Пашка посмотрел на отца, Григорий Константинович — на сына. И у того и у другого были светлые синие глаза, одинаковые подбородки с ямочкой; один собирал мелодии на черный день, а другой не мог в полной мере оценить это в высшей степени полезное занятие.
4
Как только штамп в паспорте перестал быть символом законного счастья, он превратился в статью мифического кодекса, который закреплял право на страдание, узаконивал несоответствие жизни личной и жизни общественной. Траурный загсовский знак черным квадратным солнцем поднялся над горизонтом Григория Константиновича. Он связывал и лишал самостоятельности этот проклятый рисунок штемпельной краской. Такая чепуха, казалось бы… Да плюнуть бы на условности и вести себя так, чтобы жизнь приносила счастье. Время от времени Григорий Константинович вспоминал, что живет он один раз и когда умрет, никому не будет дела до его сегодняшних болячек.
Но Григорий Константинович был человеком государственным, и ему было вовсе небезразлично, что думают о нем живущие рядом. Нет, не Ксюша, естественно, не ее родные, а л ю д и…
Родители жены возвратились из командировки; несколько лет жили в Союзе, а года за два до развода снова отчалили. Григорий Константинович даже не поинтересовался — куда. С ними у него отношения не установились. Врач и врачиха и знакомились-то с холодком, а при редких встречах все больше молчали. У Григория Константиновича всегда возникало ощущение, будто бы они до их прихода вели оживленный разговор и были остановлены на полуслове. И теперь сидят, кивают, поддакивают, а сами все не могут отойти. Григорий Константинович чувствовал себя куда как не в своей тарелке, он даже разговаривал чудно, каким-то чудным былинным стилем. Мелькали в его речи уточнения. «А вот у нас на стройке…», но чаще: «А вот у нас в деревне…» Спрашивается, что такого мудрого мог он запомнить со своей деревенской поры? И деревня-то его родная стала пригородом, давно уже стерта грань: живность сельчане не держат, за продуктами ездят в город, собирать картошку и морковь присылают студентов-первокурсников. Ходят слухи, что хотят там открыть народный промысел, в городе Горьком партию ножей закупили для резьбы по дереву. Но не всегда же было так. Когда Григорий Константинович говорил: «А вот у нас в деревне…» — он имел в виду другое время, другую пору — мычали по утрам коровы, собираясь в стадо, по воскресным дням мужики уходили в луга косить травы. А кто уходил в город на заработок. Маленьким тогда был Григорий Константинович, но и сейчас помнит, как вспыхивает белой полосой в темноте старательно отбитое жало косы.
«Докторам этого не понять, — думал Григорий Константинович, без всякого удовольствия выпивая и закусывая. — Исчезающий ныне вековой сельский уклад». А доктора — хороши! Приехали из Африки, а поговорить не о чем… И удивительно: ничего они с собой не привезли — ни ковров, ни хрусталя, ни антиквариата какого-нибудь национального. Конечно, это не Григория Константиновича дело, но все равно, странные они люди.

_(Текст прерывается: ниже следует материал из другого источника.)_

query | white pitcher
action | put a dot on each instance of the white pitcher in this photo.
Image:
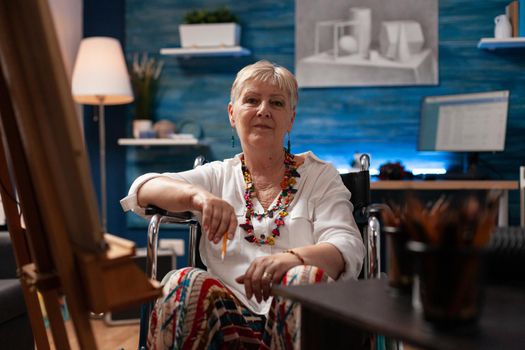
(502, 28)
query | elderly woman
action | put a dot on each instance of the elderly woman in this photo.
(287, 218)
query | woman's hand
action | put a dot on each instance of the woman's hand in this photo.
(218, 217)
(264, 271)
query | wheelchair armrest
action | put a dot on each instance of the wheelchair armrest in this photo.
(169, 216)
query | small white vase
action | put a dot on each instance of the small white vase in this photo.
(141, 126)
(363, 16)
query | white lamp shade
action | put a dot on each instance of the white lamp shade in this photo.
(100, 74)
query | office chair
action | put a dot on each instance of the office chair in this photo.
(365, 214)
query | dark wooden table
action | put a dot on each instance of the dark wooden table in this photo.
(331, 311)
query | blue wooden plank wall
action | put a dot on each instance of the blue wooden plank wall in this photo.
(333, 122)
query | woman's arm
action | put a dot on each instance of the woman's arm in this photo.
(218, 217)
(266, 270)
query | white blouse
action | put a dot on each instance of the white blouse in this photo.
(320, 212)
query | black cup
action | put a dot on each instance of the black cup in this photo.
(451, 283)
(399, 261)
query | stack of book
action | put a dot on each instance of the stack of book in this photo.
(515, 11)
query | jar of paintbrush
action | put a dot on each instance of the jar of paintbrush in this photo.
(447, 240)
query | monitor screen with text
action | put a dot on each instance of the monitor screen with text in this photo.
(474, 122)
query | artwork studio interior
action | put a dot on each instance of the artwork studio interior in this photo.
(309, 174)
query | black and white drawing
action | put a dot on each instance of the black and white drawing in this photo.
(366, 42)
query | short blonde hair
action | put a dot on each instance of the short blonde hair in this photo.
(267, 72)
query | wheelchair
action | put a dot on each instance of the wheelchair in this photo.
(365, 214)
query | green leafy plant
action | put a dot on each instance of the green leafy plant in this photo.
(220, 15)
(145, 73)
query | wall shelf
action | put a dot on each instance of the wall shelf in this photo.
(205, 51)
(509, 43)
(159, 142)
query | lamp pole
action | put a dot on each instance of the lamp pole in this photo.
(102, 160)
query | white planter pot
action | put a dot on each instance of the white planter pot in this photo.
(142, 127)
(209, 35)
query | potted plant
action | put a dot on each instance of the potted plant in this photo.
(210, 28)
(145, 73)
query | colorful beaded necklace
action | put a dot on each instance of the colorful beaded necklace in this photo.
(279, 210)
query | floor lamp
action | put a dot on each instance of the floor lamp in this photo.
(100, 78)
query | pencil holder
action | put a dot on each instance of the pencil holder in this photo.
(399, 261)
(451, 283)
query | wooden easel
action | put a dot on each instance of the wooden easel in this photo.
(62, 249)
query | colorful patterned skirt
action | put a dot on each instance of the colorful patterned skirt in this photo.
(199, 312)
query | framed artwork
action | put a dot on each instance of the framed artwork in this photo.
(366, 43)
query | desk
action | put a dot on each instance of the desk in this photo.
(369, 305)
(455, 185)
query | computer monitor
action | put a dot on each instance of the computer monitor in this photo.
(468, 123)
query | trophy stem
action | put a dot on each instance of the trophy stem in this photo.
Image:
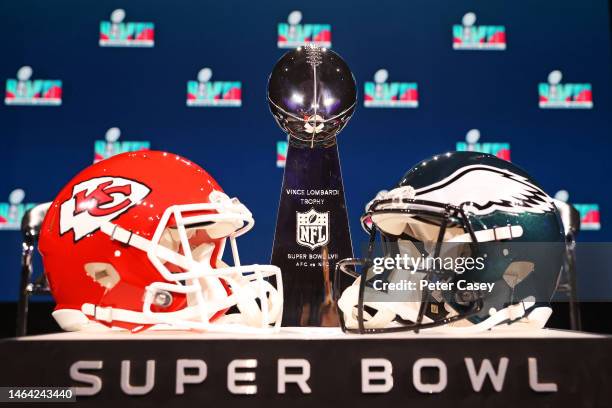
(312, 234)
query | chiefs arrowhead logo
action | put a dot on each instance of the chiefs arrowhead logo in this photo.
(97, 201)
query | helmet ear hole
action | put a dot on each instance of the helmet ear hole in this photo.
(104, 274)
(517, 272)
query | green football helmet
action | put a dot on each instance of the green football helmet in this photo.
(445, 210)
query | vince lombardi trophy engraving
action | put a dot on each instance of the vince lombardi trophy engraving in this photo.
(312, 95)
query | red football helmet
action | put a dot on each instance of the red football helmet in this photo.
(136, 240)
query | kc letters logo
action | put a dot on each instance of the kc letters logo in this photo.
(383, 94)
(32, 92)
(98, 201)
(554, 94)
(467, 36)
(116, 33)
(205, 93)
(292, 34)
(312, 228)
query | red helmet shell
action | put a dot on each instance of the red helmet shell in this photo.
(131, 190)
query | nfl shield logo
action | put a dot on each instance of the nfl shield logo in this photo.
(312, 229)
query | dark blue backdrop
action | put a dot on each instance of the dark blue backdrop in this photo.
(142, 91)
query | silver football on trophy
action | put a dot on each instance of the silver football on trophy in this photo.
(312, 95)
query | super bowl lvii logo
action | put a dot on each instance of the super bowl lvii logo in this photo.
(554, 94)
(468, 36)
(117, 33)
(12, 212)
(292, 34)
(32, 92)
(472, 144)
(203, 92)
(589, 213)
(383, 94)
(103, 149)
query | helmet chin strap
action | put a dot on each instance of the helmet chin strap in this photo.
(198, 313)
(523, 315)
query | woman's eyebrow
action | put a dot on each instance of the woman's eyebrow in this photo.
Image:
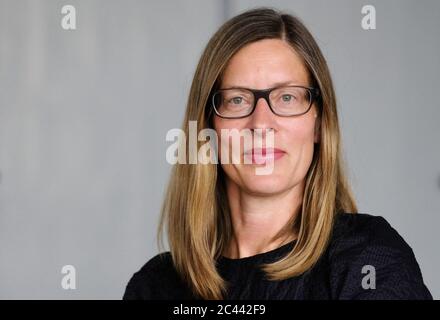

А дома все было по-прежнему: вещи стояли на своих местах, Пашка учился. Ксюша работала. Когда она уволилась из строительного управления, семь лет отдала детскому саду воспитательницей — это из-за Пашки. Сын пошел в школу, и Ксюша переменила работу. К удивлению Григория Константиновича, она устроилась в музей краеведения. «Вот белая косточка, — с уважением подумал тогда Григорий Константинович. — Свое бере-от… Не на дорожные работы, а в музей». Кем она там — не знал; как взяли ее без высшего образования — не интересовался. Но полагал, что по блату, кто-нибудь из родителей. Родитель снимет последнюю рубаху, чтобы задобрить воспитателя.